Lastly, we would like to thank all the members of the Project Deluge team for helping us with this project so far. Without your help, it would’ve taken eons for anything to come about. We’d like to thank Jason Scott from the Internet Archive for giving us an opportunity to go through this journey and for providing the hosting for this ongoing project, and Iniche for working with the owner of all of these wonderful builds to make it all happen. Special thanks to Master Emerald for once again creating beautiful art for us to help make each of our releases something special (especially on short notice!). We’d like to thank drx and ehw for writing the scripts and helping get the project initially off the ground, and Sazpaimon for taking everything much further by expanding the capabilities of the script, running some of the builds on hardware, the streams, and so much more. And last but certainly not least, we’d like to thank all of our researchers (Zoda-Y13, GopherGirl, Xkeeper (TCRF), Rusty (TCRF), Shoemanbundy, Hwd45, SolidSnake, DigitalWarrior, Nex, and Drac) for taking the time to help us go through every single build in this lot so far (and all those delectable sports prototypes).

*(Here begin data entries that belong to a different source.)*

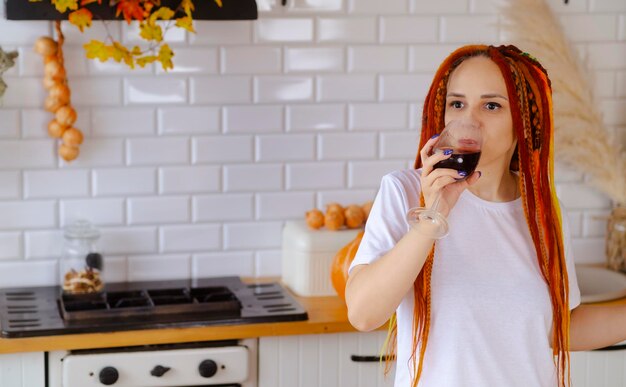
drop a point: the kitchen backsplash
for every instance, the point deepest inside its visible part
(193, 173)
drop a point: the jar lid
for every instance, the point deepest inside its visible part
(81, 229)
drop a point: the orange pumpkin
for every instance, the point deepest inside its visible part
(341, 264)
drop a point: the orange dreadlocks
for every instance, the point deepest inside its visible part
(530, 93)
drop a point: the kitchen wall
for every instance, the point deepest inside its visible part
(193, 172)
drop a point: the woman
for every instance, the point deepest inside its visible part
(496, 302)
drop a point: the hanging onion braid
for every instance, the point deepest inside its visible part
(530, 95)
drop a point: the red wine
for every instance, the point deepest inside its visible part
(461, 161)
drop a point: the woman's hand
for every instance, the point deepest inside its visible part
(442, 180)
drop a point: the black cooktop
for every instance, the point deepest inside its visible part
(44, 311)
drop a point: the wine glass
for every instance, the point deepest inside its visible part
(464, 139)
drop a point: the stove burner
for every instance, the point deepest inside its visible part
(26, 312)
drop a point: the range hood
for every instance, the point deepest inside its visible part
(204, 10)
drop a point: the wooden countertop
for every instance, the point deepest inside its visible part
(326, 315)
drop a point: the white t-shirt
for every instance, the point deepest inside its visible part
(491, 313)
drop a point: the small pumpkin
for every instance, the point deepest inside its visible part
(341, 264)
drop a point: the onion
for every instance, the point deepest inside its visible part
(45, 46)
(66, 115)
(68, 153)
(56, 130)
(73, 137)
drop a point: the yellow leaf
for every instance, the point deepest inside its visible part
(81, 18)
(187, 6)
(151, 32)
(185, 22)
(64, 5)
(97, 49)
(165, 57)
(144, 60)
(163, 13)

Well, that’s it for now folks! As this lot is an actively on going project, we do not have a tentative release schedule. However, be prepared for the next part of the lot real soon. More is on the way, so hang on tight! Also be sure to be on the lookout on The Cutting Room Floor (TCRF) for some more detailed research of the items featured in the lot in the coming months ahead.
(NOTE: We are in the middle of migrating our server to take advantage of more storage. We have added the capability of adding external links on the Prototype form. PLEASE DO NOT REUPLOAD ANY PROTOTYPE FROM THE LOT ONTO THE MAIN SITE FOR NOW. While the links on the wiki side don’t work at the moment, you should be able to get to the externally hosted Archive.org link by clicking on the external link featured in every article. If you encounter an error with the external link, please let us know or make the correction if you know what’s causing the issue. This was a big lot so mistakes may happen, so be aware!)